SÜRDÜRÜLEBİLİRLİĞE DAİR DÜNYADA ÖNE ÇIKAN ÖRNEKLER
- Sürdürülebilirlikle ilgili adım atan şirketlerden biri olan Apple, 2030 yılı itibarıyla tedarik zinciri de dahil olmak üzere tüm süreçlerde %100 karbon nötr bir politika izleyeceğini açıklıyor. Ürettiği ürünlerin iklim üzerinde herhangi bir negatif etkide bulunmamasını önceleyen şirket, bu adımı geleceğin sürdürülebilirliği için atacağını ifade ediyor ve sıfır karbon hedefinin yenilikçi ve yaratıcı potansiyeline dikkat çekiyor.
- Sürdürülebilirliğe dair etkinlikler yalnızca şirketlerle sınırlı değil elbette. Dünyadaki pek çok mimari yapı bu amaç gözetilerek inşa ediliyor. Bunlardan biri Avustralya’daki ilk karbon nötr yapı olan Pixel Building. Oldukça göz alıcı bir dış cepheye sahip bu bina, üzerindeki canlı renklere sahip paneller sayesinde ihtiyaç duyulan elektrik enerjisini ve suyu biriktirebiliyor. Enerji verimliliği temel alınarak tasarlanan Pixel Building, bu alandaki mimari uygulamalar için de önemli ve başarılı bir örnek teşkil ediyor.

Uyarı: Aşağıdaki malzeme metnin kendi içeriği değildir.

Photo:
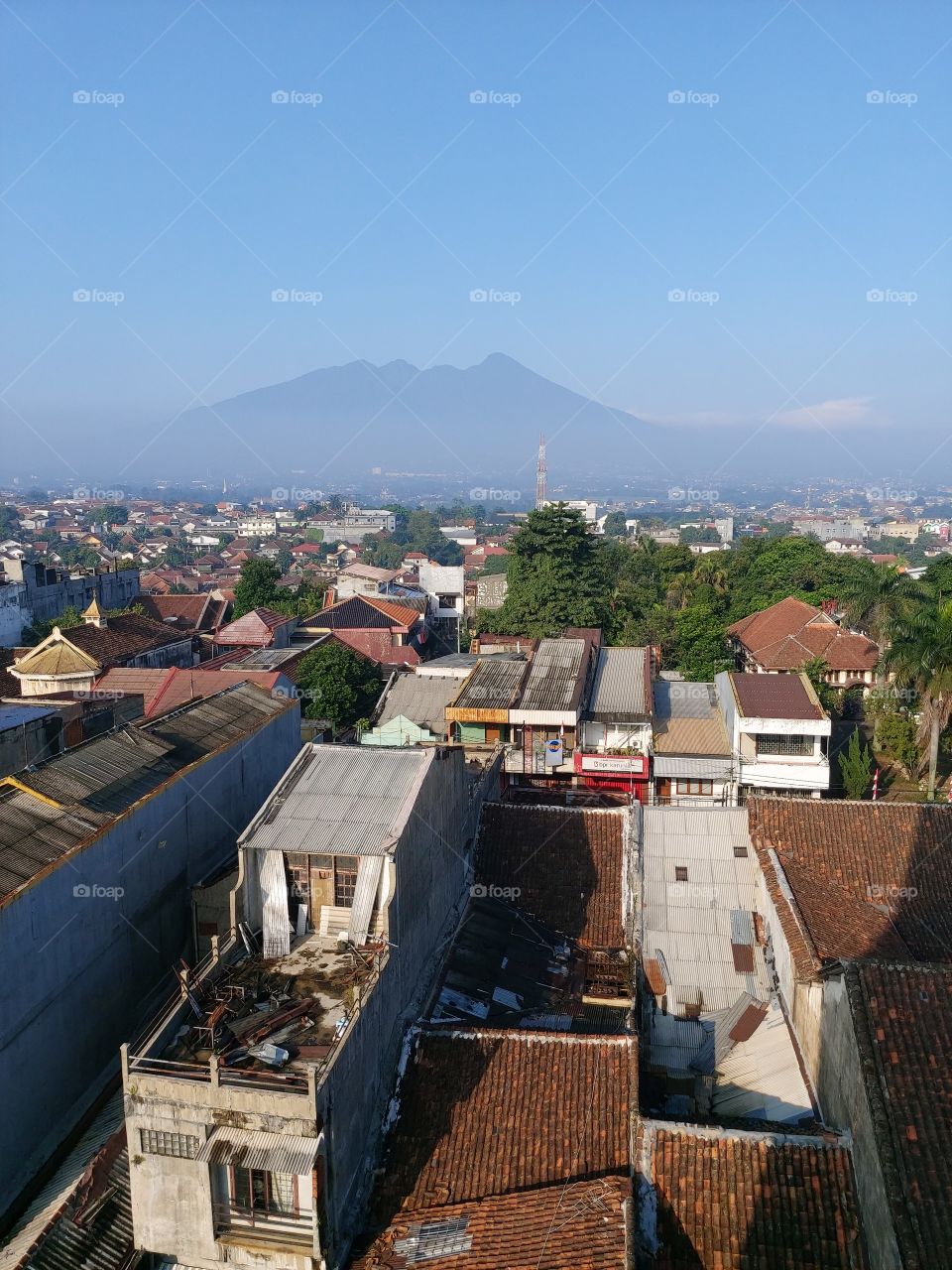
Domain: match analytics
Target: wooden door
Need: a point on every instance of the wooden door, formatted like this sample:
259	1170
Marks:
321	887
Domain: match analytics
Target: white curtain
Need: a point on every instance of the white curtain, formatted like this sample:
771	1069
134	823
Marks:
276	926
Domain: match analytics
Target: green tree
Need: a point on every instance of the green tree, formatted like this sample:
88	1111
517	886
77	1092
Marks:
258	587
556	575
919	654
856	767
615	526
897	737
338	685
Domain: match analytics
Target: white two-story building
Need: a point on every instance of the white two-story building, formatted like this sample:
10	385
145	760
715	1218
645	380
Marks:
777	730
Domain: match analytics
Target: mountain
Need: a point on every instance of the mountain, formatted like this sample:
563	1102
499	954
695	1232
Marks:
345	420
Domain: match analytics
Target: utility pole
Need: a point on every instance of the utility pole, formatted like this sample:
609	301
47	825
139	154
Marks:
540	472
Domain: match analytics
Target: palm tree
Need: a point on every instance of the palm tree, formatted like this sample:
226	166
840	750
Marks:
919	654
873	598
874	595
711	572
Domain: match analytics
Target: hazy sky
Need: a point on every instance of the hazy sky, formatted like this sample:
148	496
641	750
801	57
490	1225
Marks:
775	194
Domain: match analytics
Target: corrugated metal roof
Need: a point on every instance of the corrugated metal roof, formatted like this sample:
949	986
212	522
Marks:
688	720
421	698
14	716
553	676
494	685
277	1152
104	776
340	801
622	688
699	769
26	1245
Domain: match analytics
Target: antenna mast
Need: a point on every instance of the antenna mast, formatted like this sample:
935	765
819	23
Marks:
540	468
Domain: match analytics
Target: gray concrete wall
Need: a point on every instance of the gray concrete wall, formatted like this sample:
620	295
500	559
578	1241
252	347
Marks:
82	962
433	878
49	599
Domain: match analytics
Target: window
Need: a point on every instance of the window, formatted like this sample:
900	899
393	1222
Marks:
782	744
155	1142
344	880
261	1192
702	788
431	1241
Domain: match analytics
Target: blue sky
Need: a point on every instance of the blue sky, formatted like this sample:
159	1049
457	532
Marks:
775	187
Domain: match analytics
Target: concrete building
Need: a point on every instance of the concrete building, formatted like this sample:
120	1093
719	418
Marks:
254	1164
98	849
46	593
856	902
692	761
615	749
778	731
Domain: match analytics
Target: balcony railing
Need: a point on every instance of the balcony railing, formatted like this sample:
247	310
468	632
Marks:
236	1218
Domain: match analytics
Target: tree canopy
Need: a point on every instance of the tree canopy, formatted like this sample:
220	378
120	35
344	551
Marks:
338	685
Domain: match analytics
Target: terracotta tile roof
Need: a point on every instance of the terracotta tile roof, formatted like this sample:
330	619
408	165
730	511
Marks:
253	629
500	1111
361	612
869	879
788	634
902	1021
566	866
579	1227
775	697
185	612
746	1202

- Bu konuda etkin faaliyetler yürüten bir başka yapı ise Etsy. Kullanıcılarına çevrim içi alışveriş hizmeti sunan site, siparişlerin taşınması esnasında ortaya çıkan karbondioksit salınımını dengelemek için faaliyetlerini sürdürüyor. Bu doğrultuda yenilenebilir enerji şirketi 3Degrees’le anlaşma yapan Etsy, neden olduğu hava kirliliğinin etkilerini ormanların korunmasını ve yenilenebilir enerji kaynaklarını mümkün kılacak projelerin geliştirilmesini destekleyerek azaltmayı amaçlıyor.

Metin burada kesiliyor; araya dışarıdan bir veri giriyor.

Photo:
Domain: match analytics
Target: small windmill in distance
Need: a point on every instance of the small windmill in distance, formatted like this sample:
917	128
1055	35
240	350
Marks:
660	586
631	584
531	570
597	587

- Yeşil ve sürdürülebilir tasarımla ilgili yürütülen bir başka projenin mimarıysa Yeşil İnşa İnisiyatifi. Kâr amacı gütmeyen bu inisiyatif, inşa edilen konutların iklim üzerindeki etkilerini değerlendirerek bu etkileri ortadan kaldırmak amacıyla eğitim faaliyetleri gerçekleştiriyor, bu alandaki standartların oluşturulmasına katkı sunuyor ve oluşturulan ölçütler çerçevesinde değerlendirmeler yapıyor. Temel amacı enerji verimliliğini, toplum sağlığını, sıfır atık hedefini sağlamak olan kuruluş, kapsayıcı ve iş birliğine açık küresel bir ağa da sahip.

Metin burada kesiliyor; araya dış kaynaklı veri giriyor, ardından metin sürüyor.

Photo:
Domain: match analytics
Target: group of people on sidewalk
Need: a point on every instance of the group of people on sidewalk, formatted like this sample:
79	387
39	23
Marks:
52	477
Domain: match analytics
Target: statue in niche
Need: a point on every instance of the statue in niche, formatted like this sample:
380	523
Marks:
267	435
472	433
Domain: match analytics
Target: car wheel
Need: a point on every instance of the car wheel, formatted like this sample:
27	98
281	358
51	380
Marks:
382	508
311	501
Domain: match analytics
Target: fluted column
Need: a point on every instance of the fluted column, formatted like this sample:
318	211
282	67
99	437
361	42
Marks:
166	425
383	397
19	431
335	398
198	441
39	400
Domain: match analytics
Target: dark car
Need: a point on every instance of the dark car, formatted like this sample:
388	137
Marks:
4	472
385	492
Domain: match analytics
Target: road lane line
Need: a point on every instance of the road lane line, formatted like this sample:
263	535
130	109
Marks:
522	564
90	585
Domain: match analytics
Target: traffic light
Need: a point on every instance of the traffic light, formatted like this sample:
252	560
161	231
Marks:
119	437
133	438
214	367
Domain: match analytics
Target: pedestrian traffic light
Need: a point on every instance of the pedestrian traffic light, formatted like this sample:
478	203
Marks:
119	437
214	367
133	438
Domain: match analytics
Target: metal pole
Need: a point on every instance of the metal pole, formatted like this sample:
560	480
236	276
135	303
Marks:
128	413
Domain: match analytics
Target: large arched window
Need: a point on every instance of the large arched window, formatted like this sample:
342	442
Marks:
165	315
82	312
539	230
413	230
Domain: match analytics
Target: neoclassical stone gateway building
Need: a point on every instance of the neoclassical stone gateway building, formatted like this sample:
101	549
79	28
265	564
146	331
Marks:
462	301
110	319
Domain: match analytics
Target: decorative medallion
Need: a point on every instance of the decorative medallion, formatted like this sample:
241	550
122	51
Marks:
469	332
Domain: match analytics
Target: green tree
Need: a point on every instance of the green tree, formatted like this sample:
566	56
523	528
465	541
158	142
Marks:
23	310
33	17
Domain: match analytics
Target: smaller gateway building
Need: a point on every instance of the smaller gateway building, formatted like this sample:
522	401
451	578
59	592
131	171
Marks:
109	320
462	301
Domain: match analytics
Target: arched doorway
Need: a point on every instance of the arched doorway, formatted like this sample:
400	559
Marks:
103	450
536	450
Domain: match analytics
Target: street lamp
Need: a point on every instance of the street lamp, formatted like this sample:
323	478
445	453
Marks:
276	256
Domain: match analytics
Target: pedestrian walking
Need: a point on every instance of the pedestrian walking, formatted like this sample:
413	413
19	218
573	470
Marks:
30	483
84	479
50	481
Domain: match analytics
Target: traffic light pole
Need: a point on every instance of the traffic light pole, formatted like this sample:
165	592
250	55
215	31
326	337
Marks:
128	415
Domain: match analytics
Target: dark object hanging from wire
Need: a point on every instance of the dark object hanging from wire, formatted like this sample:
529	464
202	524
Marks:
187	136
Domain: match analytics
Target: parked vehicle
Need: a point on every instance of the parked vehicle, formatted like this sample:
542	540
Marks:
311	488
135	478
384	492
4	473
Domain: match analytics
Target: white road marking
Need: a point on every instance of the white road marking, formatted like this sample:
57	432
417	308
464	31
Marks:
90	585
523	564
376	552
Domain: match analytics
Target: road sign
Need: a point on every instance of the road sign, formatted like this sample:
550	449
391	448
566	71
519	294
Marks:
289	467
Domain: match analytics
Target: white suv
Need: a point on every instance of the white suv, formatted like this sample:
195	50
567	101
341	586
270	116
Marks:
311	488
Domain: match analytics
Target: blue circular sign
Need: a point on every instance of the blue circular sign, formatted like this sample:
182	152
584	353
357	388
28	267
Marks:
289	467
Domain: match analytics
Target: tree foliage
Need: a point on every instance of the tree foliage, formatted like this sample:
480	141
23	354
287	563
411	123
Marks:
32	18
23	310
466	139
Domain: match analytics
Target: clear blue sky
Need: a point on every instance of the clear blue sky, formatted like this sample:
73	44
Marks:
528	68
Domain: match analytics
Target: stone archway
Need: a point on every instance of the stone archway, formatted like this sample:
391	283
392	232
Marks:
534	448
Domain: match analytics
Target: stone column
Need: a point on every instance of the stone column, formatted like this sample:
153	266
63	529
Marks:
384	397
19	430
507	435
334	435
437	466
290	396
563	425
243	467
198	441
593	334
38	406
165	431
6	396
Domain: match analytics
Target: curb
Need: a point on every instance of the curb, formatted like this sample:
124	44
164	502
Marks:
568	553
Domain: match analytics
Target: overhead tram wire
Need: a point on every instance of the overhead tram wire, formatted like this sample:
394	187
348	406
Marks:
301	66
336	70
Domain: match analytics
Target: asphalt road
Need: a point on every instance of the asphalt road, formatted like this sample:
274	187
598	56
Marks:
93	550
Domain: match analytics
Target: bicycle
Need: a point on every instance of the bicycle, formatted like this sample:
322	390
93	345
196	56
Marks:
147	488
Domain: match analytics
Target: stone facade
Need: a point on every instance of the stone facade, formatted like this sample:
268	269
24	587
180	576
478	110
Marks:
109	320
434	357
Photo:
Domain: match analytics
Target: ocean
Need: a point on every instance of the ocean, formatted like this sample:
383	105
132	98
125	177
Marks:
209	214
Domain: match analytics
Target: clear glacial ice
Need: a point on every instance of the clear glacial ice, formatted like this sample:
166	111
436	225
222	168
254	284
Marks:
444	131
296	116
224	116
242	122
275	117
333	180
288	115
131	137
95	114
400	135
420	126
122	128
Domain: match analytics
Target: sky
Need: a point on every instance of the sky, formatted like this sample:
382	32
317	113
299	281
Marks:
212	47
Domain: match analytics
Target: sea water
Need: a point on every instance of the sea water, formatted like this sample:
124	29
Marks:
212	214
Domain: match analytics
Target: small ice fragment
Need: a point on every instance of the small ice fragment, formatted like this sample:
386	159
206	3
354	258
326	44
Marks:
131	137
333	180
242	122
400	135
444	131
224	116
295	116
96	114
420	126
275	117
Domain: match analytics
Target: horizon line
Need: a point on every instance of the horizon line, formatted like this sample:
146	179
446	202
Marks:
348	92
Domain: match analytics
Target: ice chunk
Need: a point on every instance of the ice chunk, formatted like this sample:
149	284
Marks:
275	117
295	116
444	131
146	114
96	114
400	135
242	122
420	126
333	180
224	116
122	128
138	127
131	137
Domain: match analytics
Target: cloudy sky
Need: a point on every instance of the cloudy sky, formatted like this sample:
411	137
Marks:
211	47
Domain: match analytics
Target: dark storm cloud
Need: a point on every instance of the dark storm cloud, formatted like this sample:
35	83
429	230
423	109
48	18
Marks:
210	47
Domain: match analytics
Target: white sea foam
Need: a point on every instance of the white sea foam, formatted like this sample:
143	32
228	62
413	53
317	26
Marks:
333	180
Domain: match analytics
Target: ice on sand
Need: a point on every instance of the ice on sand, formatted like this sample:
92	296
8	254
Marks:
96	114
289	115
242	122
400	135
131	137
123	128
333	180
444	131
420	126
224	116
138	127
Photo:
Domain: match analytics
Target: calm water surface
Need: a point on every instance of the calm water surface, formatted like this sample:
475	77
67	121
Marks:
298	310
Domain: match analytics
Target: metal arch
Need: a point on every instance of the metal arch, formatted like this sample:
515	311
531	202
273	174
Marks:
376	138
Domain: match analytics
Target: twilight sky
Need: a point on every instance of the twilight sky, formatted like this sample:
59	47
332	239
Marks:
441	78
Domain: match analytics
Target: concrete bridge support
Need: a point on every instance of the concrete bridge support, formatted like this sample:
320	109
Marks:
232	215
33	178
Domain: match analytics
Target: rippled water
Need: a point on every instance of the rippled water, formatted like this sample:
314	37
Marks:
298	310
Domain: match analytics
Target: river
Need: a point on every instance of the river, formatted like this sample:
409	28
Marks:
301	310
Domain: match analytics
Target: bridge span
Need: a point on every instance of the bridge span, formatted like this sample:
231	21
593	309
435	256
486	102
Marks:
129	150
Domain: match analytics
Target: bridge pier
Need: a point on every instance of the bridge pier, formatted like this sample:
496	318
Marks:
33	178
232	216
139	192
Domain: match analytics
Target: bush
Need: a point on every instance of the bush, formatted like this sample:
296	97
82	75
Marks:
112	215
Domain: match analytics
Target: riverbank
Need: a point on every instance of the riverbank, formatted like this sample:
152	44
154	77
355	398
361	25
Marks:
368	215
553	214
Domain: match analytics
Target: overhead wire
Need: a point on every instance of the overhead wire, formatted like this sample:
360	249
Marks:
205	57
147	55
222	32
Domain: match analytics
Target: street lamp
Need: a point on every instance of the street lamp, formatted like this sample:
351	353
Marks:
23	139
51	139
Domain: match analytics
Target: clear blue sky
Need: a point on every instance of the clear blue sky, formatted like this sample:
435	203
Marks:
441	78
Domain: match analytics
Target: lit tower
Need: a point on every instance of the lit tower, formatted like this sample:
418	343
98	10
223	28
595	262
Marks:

FCS FİNANSAL İLETİŞİM HİZMETLERİ YÖNETİCİ ORTAĞI ALP BORAK’A SÜRDÜRÜLEBİLİRLİĞE DAİR MERAK ETTİKLERİMİZİ SORDUK…
Sizin bakış açınızdan sürdürülebilirlik nedir?
Sürdürülebilirlik, bir kurumun kendi paydaşlarının ekonomik, sosyal ve çevresel beklentilerine göre yönetilmesidir. Buna bazen “kurumsal sosyal sorumluluk”, bazen de “kurumsal vatandaşlık” desek de kastedilen hep aynı. İçeriği ise “para kazanırken komşularına iyi davran ama kapının önünü de süpür” anlamına geliyor yani paydaşına “insan” gibi davran, çevreyi de az kirlet! Bunlar yapılırsa daha da çok değer yaratılacağını iddia eden bir yaklaşım sürdürülebilirlik.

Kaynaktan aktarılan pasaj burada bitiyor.